Inflação ao consumidor
O percentual de reajuste da gasolina e do diesel nas refinarias não chega integralmente ao consumidor. Isso porque o preço ao consumidor é formado pelo valor nas refinarias, pelos impostos federais Cide e Pis/Cofins, o estadual ICMS e pelas margens de lucro da distribuidora e da revenda.
Assim, um mesmo reajuste de R$ 0,10, por exemplo, representa um percentual maior de variação no preço da refinaria, que é mais baixo, do que no preço na bomba, que é mais alto devido a todos esses itens adicionais.
A consultoria Triad Research, que coleta dados em postos de revenda de combustíveis, estima que a gasolina comum fechou janeiro a um preço médio de R$ 4,870 por litro para os consumidores, comparado a R$ 4,714 ao fim de dezembro, um aumento de 3,3%.
Já o diesel S10 estava em R$ 3,905 em 31 de janeiro, ante R$ 3,838 no último dia de 2020, alta de 1,7%.

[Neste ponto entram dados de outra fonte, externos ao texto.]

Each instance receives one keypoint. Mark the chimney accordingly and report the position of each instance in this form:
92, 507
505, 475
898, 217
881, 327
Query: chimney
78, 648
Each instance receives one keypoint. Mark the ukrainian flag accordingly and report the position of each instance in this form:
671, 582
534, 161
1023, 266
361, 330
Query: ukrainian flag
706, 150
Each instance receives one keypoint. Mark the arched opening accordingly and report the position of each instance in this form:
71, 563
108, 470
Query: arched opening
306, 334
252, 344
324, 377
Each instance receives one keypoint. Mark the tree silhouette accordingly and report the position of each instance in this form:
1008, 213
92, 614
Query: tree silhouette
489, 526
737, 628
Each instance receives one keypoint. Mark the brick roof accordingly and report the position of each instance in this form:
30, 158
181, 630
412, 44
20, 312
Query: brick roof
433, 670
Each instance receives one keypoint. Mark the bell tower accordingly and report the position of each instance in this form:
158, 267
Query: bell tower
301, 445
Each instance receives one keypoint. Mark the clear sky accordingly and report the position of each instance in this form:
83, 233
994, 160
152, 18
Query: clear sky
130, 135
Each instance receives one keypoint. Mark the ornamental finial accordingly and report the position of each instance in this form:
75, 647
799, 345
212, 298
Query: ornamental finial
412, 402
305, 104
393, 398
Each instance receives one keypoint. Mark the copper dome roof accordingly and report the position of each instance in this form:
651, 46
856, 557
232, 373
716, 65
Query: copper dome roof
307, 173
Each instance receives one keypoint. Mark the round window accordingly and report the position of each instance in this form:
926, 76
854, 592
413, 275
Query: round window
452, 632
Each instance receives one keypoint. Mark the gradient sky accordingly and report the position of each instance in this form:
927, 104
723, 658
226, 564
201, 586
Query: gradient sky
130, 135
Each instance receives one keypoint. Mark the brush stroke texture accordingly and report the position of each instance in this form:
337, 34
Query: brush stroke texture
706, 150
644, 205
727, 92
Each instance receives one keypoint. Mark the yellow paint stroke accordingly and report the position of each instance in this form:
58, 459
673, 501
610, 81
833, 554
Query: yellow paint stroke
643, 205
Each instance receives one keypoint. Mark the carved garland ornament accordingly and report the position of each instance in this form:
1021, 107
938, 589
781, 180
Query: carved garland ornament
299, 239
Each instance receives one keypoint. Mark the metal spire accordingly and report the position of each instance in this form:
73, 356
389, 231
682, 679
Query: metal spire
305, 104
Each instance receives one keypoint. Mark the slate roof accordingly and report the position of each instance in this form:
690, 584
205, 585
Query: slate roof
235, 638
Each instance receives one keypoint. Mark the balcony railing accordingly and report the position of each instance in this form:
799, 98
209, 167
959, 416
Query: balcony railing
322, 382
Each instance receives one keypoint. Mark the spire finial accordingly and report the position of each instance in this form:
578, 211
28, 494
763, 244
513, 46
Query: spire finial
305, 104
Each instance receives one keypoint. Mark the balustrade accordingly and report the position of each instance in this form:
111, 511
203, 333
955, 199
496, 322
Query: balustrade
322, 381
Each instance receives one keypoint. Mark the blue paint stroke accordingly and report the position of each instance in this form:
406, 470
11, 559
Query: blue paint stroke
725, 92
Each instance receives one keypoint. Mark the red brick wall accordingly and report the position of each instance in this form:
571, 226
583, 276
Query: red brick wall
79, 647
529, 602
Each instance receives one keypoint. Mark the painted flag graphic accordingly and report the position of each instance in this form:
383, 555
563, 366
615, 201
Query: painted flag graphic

Durante a transmissão da live na quinta, o presidente afirmou que o governo federal vai zerar os impostos federais sobre o diesel por dois meses a partir de março. Conforme os dados disponibilizados pela Petrobras para o diesel S-10 e coletados entre 31 de janeiro e 6 de fevereiro, esses impostos respondem por cerca de 9% do preço do combustível.
O governo tem sido pressionado há meses por caminhoneiros insatisfeitos com o valor pago pelo diesel na bomba. A categoria já chegou a ameaçar uma greve.
Ao afirma que "algo vai acontecer" na estatal, Bolsonaro disse ainda que "exigiria e cobraria transparência de todos aqueles que eu tive a responsabilidade de indicar".
Nos bastidores, acredita-se que as críticas do presidente sejam direcionadas ao presidente da Petrobras, Roberto Castello Branco.
Impacto além dos motoristas
No Brasil, a gasolina pesa diretamente no bolso do consumidor de classe média que tem carro e dos trabalhadores que dependem de veículos automotores para seu sustento, como motoristas de aplicativos e entregadores.
Mas o impacto vai muito além de quem enche a tanque nos postos.
O diesel pesa no frete de todos os produtos transportados por rodovias — o principal modal usado no Brasil. Um custo de transporte mais caro é, via de regra, repassado aos preços finais e quem paga a conta são os consumidores.
Ele também influencia o preço do transporte público. Cerca de 30% do custo da passagem do ônibus urbano, principal meio de transporte no Brasil e com peso relevante no orçamento das famílias de baixa renda, é derivado do preço do diesel.